Bu yaklaşımın giyilebilen deriyi üretmek için karşılaşılan önemli bir mühendislik problemini çözdüğünü söyleyen Dr. Abacı, çalışmanın detaylarını şu sözlerle anlattı:

Bu iskeletin etrafına kolajen ile beraber fibroblast hücrelerini yerleştiriyoruz. Dış katmana da dış epidermis dokusundan gelen hücreleri koyuyoruz. Böylece el şeklinde bir deri üretmiş oluyoruz. Dış derinin laboratuvar şartlarında üretilebilmesi için, dış derinin havayı görmesi, iç derinin ise sıvıya temas etmesi gerekiyor. Biz çalışmamızda bu problemi çözdük. 

Deri üretilme süreci yaklaşık olarak 3 hafta sürüyor. Deriyi bu iskeletten tamamen çıkartarak, insan derisinden bir eldiven hastaya nakle hazır hale gelmiş oluyor.  
 

 

Farelerin arka bacağına şort giydirmek gibi kolay nakil yapıldı

3-D mühendislik modelleriyle üretilen giyilebilen deri teknolojisi fareler üzerinde test edildi ve bilim insanları farelerin arka bacaklarına insan deri hücrelerini nakletti.

Bu mühendislik yöntemi üç hafta sürdü ve diğer ameliyatlara kıyasla hızlı bir şekilde tamamlandı.

Abacı, "Farelere bir şort giydirmek gibi tüm ameliyat yaklaşık 10 dakika sürdü. Dört hafta sonra, giyilebilen insan derisi farenin çevresindeki deriyle tamamen bütünleşti ve fareler uzuvlarının tüm işlevlerini yeniden kazandı" şeklinde bilgi verdi. 

Fareler üzerinde yapılan denemeler başarılı olsa da fare derisi insanlarınkinden farklı bir şekilde iyileşiyor.

İnsana geçmeden önce bu teknolojinin domuz gibi büyük hayvanlarda denenmesi hedefleniyor.

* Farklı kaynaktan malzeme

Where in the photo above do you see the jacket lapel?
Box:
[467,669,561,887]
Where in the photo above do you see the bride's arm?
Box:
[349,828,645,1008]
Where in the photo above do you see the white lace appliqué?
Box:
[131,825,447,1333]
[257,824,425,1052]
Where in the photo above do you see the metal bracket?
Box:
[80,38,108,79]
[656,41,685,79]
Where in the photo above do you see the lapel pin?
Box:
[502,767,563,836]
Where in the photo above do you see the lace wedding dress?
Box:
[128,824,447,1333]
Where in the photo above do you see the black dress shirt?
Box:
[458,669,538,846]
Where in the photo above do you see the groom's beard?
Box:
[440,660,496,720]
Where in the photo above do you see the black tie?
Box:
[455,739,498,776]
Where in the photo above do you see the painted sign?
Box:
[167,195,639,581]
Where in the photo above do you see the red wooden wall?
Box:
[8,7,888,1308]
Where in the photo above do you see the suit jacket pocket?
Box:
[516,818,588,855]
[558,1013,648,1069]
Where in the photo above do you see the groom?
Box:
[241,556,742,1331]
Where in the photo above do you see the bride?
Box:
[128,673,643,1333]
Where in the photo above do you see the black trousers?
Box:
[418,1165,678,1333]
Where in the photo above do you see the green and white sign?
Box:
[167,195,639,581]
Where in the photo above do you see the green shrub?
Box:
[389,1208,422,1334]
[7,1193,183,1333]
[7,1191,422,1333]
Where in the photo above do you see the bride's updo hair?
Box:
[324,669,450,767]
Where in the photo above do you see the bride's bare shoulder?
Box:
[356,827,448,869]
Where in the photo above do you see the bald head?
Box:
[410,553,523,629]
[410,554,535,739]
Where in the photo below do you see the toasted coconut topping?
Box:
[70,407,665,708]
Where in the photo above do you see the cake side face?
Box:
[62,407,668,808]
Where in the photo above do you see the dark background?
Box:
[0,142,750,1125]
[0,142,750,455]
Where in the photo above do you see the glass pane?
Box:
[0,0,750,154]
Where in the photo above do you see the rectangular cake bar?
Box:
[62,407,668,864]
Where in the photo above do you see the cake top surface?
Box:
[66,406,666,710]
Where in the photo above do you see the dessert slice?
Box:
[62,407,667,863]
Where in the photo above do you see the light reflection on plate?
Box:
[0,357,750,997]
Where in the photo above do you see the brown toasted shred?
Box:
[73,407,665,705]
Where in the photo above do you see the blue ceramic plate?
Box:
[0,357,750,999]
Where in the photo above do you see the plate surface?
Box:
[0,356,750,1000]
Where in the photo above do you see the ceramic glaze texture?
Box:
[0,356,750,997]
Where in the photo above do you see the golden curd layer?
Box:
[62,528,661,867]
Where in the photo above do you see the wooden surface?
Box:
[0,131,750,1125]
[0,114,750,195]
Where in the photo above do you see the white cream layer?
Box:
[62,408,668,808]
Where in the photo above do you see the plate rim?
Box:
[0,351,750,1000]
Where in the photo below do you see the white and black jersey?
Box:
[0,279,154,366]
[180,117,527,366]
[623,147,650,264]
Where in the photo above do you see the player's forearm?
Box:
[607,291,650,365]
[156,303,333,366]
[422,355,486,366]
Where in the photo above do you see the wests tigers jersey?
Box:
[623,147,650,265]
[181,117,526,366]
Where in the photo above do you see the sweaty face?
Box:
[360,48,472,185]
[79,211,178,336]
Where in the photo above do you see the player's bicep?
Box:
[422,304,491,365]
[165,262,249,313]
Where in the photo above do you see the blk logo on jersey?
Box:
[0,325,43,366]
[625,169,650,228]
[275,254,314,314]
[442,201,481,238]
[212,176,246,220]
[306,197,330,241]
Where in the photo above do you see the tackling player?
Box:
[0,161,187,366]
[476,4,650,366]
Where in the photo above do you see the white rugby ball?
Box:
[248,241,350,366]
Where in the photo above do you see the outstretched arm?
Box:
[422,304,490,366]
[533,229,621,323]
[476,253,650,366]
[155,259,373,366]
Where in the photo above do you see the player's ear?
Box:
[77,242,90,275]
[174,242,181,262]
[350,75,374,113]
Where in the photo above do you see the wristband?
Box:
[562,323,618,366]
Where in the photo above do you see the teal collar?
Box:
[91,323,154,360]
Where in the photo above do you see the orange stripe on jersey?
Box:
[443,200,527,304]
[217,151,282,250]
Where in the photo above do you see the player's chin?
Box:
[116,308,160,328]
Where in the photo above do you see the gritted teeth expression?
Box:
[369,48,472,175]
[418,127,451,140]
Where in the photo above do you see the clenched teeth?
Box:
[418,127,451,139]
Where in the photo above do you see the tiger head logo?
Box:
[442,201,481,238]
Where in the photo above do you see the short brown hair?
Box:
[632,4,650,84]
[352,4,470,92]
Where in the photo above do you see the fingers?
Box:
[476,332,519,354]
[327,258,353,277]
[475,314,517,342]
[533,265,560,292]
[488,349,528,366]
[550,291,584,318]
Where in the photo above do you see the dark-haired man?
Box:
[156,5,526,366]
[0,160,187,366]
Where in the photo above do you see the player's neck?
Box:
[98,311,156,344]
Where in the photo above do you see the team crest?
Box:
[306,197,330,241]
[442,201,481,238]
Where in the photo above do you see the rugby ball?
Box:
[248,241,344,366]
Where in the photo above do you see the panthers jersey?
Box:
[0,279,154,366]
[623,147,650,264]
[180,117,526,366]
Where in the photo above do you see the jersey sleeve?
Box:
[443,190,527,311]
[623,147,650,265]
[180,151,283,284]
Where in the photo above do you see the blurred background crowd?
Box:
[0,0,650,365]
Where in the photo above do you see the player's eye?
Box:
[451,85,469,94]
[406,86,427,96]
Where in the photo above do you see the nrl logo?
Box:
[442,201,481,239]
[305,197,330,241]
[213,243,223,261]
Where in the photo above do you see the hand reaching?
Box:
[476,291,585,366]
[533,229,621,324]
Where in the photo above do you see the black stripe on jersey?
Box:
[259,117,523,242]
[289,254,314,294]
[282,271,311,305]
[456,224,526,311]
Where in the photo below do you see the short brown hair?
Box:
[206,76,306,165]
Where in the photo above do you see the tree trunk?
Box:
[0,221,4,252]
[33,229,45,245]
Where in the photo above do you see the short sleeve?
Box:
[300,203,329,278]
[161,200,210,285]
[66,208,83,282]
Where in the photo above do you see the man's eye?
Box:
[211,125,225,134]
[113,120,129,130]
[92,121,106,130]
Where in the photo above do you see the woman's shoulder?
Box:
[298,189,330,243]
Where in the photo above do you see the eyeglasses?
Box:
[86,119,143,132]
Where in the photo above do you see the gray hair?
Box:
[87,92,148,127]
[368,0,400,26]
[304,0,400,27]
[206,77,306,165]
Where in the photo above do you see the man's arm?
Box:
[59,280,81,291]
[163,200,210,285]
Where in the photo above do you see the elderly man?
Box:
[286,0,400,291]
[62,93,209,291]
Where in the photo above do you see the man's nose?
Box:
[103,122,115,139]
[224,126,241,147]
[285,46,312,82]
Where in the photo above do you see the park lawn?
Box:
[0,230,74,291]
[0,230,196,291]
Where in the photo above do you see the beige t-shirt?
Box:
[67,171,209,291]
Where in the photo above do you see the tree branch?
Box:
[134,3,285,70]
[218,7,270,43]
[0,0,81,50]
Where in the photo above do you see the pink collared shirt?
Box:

Daha sonrasında 4-5 sene içerisinde klinik çalışmalara başlanması planlanıyor. 
 

 

Kişiye özel nakledilecek deri üretilmesi hedefleniyor

Bu çalışmaların devamında yüz naklinin yapılmasını hedeflediklerini belirten Abacı, "İdeal olarak tek bir giyilebilir parça olarak devam edebilecek ve kas, kıkırdak veya yağ konusunda uzmanlaşmış diğer araştırma gruplarının yardımıyla tasarlanabilecek nakiller yapmayı istiyoruz. İnsan derisinde yaklaşık 50 farklı hücre tipi bulunuyor. Bugüne kadarki çalışmaların çoğu yapay insan derisinin hücresel bileşenlerini arttırmaya odaklandı. İnsan derisinin geometrisi ise pek dikkate alınmadı. Bizim calışmamız derinin şeklinin ve kapalı geometrisinin yapay deri üretiminde ne kadar önemli olduğunu gösterdi" dedi.
 

 

Oluşturdukları derinin, fizyolojik olarak insan derisine daha yakın olduğunu beklirten Abacı, "İnsan derisinin geometrik şekline sadık kalarak hücrelerin fonksiyonunu arttırmış ve hücrelerin alt deriyi oluşturma fonksiyonunu bir şekilde tetiklemiş olduk. Ürettiğimiz deri ilaç çalışmalarında daha güvenilir bir şekilde kullanılabilir diye umut ediyoruz. Bu sebeple bunu daha küçük bir hale getirip efektif bir şekilde ilaç çalışmalarına katkı sağlamayı hedefliyoruz. İkinci amacımız, 3 boyutlu yazıcı kullanarak bu teknolojiyi insanlara nakledilebilir hale getirmek. Diğer bir hayalimiz ise, el ve yüz nakli için bu çalışmaların bir adım sağlaması. Tabii yüz nakli çok kompleks bir operasyon. Bu sebeple, deri altındaki diğer dokuları da eklemeyi hedefliyoruz" ifadelerini kullandı.